(Peetre's inequality) Let $x,y \in \Bbb R^n$ and $s \in \Bbb R$. Then $$ \frac{(1+|x|^2)^s}{(1+|y|^2)^s} \le 2^{|s|} (1+|x-y|^2)^{|s|}.$$
Proof: By switching roles of $x,y$ we may suppose $s \ge 0$, and taking $s$th root may assume $s=1$. Then the argument i found online:
\begin{align*} (1+|x|^2) &= 1 + |x-y|^2 + |y|^2 +2(x-y)y \\ & \le 1 + |x-y|^2 + |y|^2 + (|x-y|^2+|y|^2) \\ & \le 2(1+|y|^2 + |x-y|^2 +|y|^2|x-y|^2 ) \\ & = 2(1+|y|^2)(1+|x-y|^2). \end{align*}
What I don't understand is that on the third inequality, isn't this clearly a strict inequality when $s\not= 0$? (at least by 1)

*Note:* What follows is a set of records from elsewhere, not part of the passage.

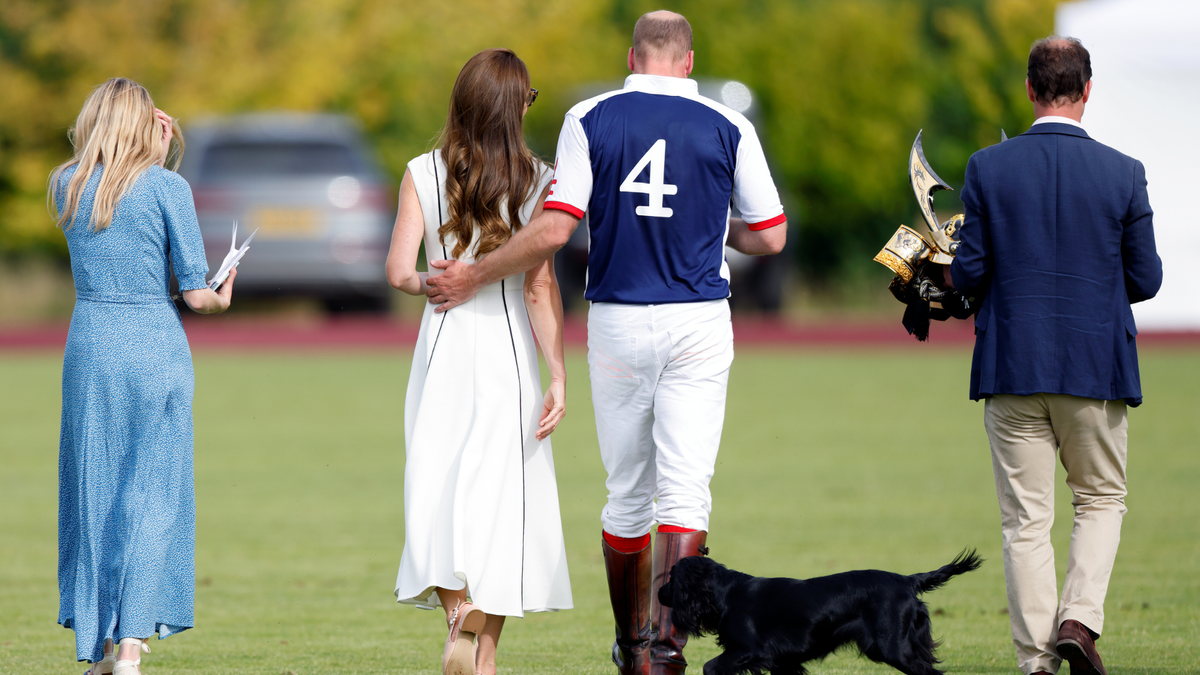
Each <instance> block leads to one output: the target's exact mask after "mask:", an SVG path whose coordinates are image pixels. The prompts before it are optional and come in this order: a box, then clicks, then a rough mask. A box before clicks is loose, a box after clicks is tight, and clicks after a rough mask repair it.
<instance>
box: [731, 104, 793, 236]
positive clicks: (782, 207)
mask: <svg viewBox="0 0 1200 675" xmlns="http://www.w3.org/2000/svg"><path fill="white" fill-rule="evenodd" d="M733 205H736V207H737V208H738V210H739V211H742V217H743V219H744V220H745V221H746V225H748V226H749V227H750V229H767V228H768V227H774V226H776V225H779V223H781V222H784V221H786V220H787V216H785V215H784V204H782V203H781V202H780V201H779V191H778V190H775V181H774V180H772V178H770V169H769V168H768V167H767V157H766V156H764V155H763V154H762V144H761V143H758V135H757V133H755V130H754V127H752V126H750V127H749V129H746V127H743V129H742V142H740V143H738V166H737V168H736V169H734V171H733Z"/></svg>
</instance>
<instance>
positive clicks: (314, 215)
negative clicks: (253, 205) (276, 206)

Yes, you are correct. We have that for $x,y\in \mathbb{R}^n$, \begin{align*} (1+|x|^2) &=1+|(x-y)+y|^2\\ &= 1 + |x-y|^2 + |y|^2 +2\langle (x-y), y \rangle \\ &\leq 1 + |x-y|^2 + |y|^2 +2|x-y| |y| \\ & \le 1 + |x-y|^2 + |y|^2 + (|x-y|^2+|y|^2) \\ & = 1+ 2|y|^2 + 2|x-y|^2 \\ & < 2+ 2|y|^2 +2|x-y|^2 +2|y|^2|x-y|^2 \\ & = 2(1+|y|^2)(1+|x-y|^2). \end{align*}